Nice report Tom. I used to fish at Silver Lake when I was stationed at Dover AFB. I fished by the little dam/spillway for LMB. I even caught a few blue crabs while jigging for fish on the bottom of the creek/dam. Are there still mercury warnings there? I have not fished there since 1995. That whole area is dotted with little ponds and rivers. I thought you were fishing a small tidal spot/river right at the entrance to the Dover Capital. You can see it on the right hand side just as you are getting ready to hit downtown Dover. The bldgs in the picture reminded me of that spot.
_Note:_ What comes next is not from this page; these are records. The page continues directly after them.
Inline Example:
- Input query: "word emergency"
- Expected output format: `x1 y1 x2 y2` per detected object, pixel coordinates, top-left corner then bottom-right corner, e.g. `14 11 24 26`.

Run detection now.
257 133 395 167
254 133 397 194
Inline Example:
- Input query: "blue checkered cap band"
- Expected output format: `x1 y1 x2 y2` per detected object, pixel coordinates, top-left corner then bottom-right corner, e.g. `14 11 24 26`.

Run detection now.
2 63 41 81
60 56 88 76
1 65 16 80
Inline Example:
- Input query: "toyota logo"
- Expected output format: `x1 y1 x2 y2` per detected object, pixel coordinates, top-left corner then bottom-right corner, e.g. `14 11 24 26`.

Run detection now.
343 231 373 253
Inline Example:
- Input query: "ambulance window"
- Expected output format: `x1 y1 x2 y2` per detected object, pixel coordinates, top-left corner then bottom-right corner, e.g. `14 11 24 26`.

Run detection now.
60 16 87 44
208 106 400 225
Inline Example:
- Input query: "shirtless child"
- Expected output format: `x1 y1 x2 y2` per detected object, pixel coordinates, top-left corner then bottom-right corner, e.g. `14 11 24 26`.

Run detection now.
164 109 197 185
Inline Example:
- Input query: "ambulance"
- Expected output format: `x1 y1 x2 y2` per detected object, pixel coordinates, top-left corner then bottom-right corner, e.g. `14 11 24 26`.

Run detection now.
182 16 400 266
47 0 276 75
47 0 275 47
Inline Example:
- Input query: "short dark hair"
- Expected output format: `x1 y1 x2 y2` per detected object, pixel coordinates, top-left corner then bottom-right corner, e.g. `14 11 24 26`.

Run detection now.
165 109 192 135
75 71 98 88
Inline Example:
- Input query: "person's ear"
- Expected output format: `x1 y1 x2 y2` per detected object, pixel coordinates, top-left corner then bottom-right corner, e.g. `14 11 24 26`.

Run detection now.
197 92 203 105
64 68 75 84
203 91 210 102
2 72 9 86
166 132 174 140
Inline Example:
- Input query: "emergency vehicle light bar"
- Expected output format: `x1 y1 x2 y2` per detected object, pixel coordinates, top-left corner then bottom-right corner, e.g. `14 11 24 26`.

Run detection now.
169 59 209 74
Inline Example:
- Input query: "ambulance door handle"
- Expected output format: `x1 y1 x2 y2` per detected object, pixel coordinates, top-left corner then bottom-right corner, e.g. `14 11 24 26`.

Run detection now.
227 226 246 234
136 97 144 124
In the summer there are tons of lily pads there.


----------



## markedwards (Jan 29, 2001)

wanderboy said:


> i see you reel in real fast. r u doing it so the jig stays on top of the water or just the way that Crappie like their bait lively?
> 
> nice clip, btw.


it was windy that day and he had to reel fast to take up the slack and keep up with the drifting float.


----------



## Orest (Jul 28, 2003)

This what the "Delaware Fish Consumption Advisories" page says from the Delaware DNREC site.

http://www.dnrec.delaware.gov/fw/Fisheries/Documents/Delaware_Fish_Advisory_Chart.pdf

The pond has PCBs, Dioxin, Mercury.


----------



## catman (May 28, 2001)

Damn, I'm a meat angler so I guess the drive to Silver Lake is out.

Silver Lake Dover All Finfish Entire Pond PCBs, Dioxin, Mercury
No more than two
meals per year.


----------



## dirtyhandslopez (Nov 17, 2006)

Thanks for that Tom.


----------